BEWARE! If you are booking your air tickets with the help of an agent, you could be duped and fooled with a fake e-ticket. The trouble would double-fold when you will be nabbed by the CISF and have to undergo detention.
According to sources at IGI Airport, forged e-tickets have emerged a new threat to the Delhi airport security as it has become difficult for the CISF officials to identify the difference between original and forged e-tickets.
In almost 95 per cent cases, the CISF officials allow the passengers to enter the airport premises on the basis of the e-tickets. Later, either the airlines counter identifies those tickets as forged or their suspicious movements alert the staff.
In some cases, a passenger is duped by the agent who had booked the ticket on his/her behalf, while in other cases, people use the cancelled tickets to enter the airport premises.
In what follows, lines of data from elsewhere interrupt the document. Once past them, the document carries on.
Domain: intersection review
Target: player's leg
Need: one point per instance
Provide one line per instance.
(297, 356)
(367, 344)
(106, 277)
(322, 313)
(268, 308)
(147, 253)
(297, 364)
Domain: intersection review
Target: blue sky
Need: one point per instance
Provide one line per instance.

A similar case was reported at IGI airport in which a passenger was duped of over a lakh by an agent, who is absconding. On Friday, Kalagaradath Olavanna, 25, wanted to deport to Sharjah by Air Arabia flight. He was given entry to the airport premises on the basis of the e-ticket printout, a passport and an ID.
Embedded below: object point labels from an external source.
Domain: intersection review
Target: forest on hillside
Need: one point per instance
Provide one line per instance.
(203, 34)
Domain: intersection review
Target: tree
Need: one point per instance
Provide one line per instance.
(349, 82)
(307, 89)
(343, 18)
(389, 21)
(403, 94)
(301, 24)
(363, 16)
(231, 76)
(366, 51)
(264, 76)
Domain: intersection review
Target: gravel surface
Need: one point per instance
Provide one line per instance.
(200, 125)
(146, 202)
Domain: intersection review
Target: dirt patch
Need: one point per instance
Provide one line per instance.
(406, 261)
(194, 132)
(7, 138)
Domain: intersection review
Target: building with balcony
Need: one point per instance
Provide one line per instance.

However, when he showed his tickets to the airlines counter staff, he refused the entry as his ticket was not genuine and his name was not in the passengers list. Then he contacted his ticketing agent Kapil who had sent one Shyam Babu with the real ticket.
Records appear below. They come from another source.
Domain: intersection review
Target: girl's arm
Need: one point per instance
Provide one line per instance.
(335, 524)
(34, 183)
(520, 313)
"When Shyam reached IGI Airport, he gave him the similar ticket that was again refused by the airlines counter. Shyam was arrested and he provided police the whereabouts of Kapil. Teams have been sent to nab him. A case under the sections 420, 468, 471 of the Indian Penal Code has been registered," a police officer told Mail Today. There is no proper system to identify the authenticity of a ticket at the entry gate itself.
"It is dangerous since a person is allowed to enter the airport building when he shows the e-ticket and an ID. If the provision of installation of PNR readers at the gate is provided, it can reduce the risk," the officer said.
In August, a Sri Lankan has been caught at IGIA for entering a terminal allegedly using a fake ticket. He told CISF personnel that he had come to see off his mother, who was travelling to Colombo from the IGIA.